Maurizio, il viso scavato e segnato da droga e tristezze ripercorre nella lunga intervista le tappe di vita e carriera: “Le mie stagioni migliori le ho vissute con Zeman. Segnavo gol a ripetizione. Poi è arrivata la Lazio. Era il mio periodo di grazia. Vivevo nel lusso, ho cambiato 38 auto, ho giocato nello stadio dei sogni, l’Olimpico. Contratto di 500 milioni per 4 anni. poi qualcosa non va per il verso giusto. I primi infortuni, gli stop. Poi scopro perché. Vado in prestito a Messina, là trovo mio cugino Totò. Tutti i giornali parlavano di noi, io e lui facevamo a gara a chi segnava di più quando io ero al Licata e lui a Messina. Ma la mia carriera in realtà s’è spezzata a Roma. Un infortunio mai curato che mi impediva di esprimermi al meglio.
Facevo poche partite e mi fermavo. Mi chiamavano il ‘malato immaginario’ o il ‘calciatore misterioso’, perché ero sempre in infermeria. In realtà avevo un tendine bucato. A Messina si accorgono del problema, mi curano, ma la carriera era ormai volata via. Poi ho subito altre situazioni. Più brutte degli infortuni. Vado alla Juve Stabia, ormai ho 33 anni. E qui conosco la droga. La cocaina, poi l’eroina. Nel frattempo ho divorziato da mia moglie. Zeman? Ogni tanto lo intravedo ancora. Lui impazziva per me. Un grande in campo e fuori per le sue battaglie. Il doping? C’è stato sempre. A me consigliavano di prendere la creatina, mi sono fidato dei medici. Era proibita, ma l’ho saputo dopo. Soldi per aggiustare le partite? Solo una volta me li hanno proposti. Giocavo nel Licata, a Casarano, lo dissi subito a Zeman. Mi disse di rifiutare. Poi finì 0-0, prendemmo 8 pali… Ma a volte le partite si decidono in mezzo al campo, parlando…”.

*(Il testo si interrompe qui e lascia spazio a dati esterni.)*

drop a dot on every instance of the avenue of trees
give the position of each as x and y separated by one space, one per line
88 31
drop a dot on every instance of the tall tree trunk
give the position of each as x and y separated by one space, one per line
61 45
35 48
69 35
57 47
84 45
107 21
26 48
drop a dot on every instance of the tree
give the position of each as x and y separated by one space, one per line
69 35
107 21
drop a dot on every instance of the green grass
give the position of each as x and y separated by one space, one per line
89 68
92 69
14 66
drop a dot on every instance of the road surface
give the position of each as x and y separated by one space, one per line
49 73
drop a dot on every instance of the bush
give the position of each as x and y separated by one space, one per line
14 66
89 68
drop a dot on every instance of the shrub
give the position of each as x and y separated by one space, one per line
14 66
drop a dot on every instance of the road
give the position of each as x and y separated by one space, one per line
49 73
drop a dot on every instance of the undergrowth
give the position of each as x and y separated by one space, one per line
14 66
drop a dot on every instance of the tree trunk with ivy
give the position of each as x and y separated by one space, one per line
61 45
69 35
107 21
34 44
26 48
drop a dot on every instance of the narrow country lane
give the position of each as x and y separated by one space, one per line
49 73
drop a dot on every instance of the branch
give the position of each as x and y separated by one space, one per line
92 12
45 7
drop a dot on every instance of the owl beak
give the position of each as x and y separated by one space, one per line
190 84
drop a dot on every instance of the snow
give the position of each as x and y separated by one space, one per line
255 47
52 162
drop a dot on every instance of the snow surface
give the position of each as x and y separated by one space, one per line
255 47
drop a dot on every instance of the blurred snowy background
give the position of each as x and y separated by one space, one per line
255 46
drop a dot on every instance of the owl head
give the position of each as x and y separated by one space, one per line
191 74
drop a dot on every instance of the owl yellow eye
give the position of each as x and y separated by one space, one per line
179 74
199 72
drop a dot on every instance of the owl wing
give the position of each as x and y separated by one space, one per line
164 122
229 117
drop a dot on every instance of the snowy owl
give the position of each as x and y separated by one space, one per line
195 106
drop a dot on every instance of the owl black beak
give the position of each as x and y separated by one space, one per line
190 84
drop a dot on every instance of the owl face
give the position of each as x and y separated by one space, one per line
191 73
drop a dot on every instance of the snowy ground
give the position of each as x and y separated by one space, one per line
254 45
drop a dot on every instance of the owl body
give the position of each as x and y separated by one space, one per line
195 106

“Il mio declino è stato velocissimo e ora mi ritrovo per strada. Non riesco a trovare lavoro, dormo nei treni fermi alla stazione. Ci sono altre persone con me, siamo un gruppo di 20 barboni. Con mio cugino Totò non ci sentiamo più. Ho lavorato nella sua scuola calcio per un periodo, ma per ‘travagghiare’ là spendevo 300 mila lire e guadagnavo la stessa cifra. Ho deciso di mollare. Ed ero stanco delle chiacchiere della gente di quel guardarti storto di chi diceva: non porto mio figlio da chi si drogava. Ma l’eroina per me non esiste più. Ho toccato il fondo ma ora voglio risalire. Ogni tanto guardo i bambini giocare in mezzo alla strada. Li osservo e mi piacerebbe dare un calcio a quel pallone…”.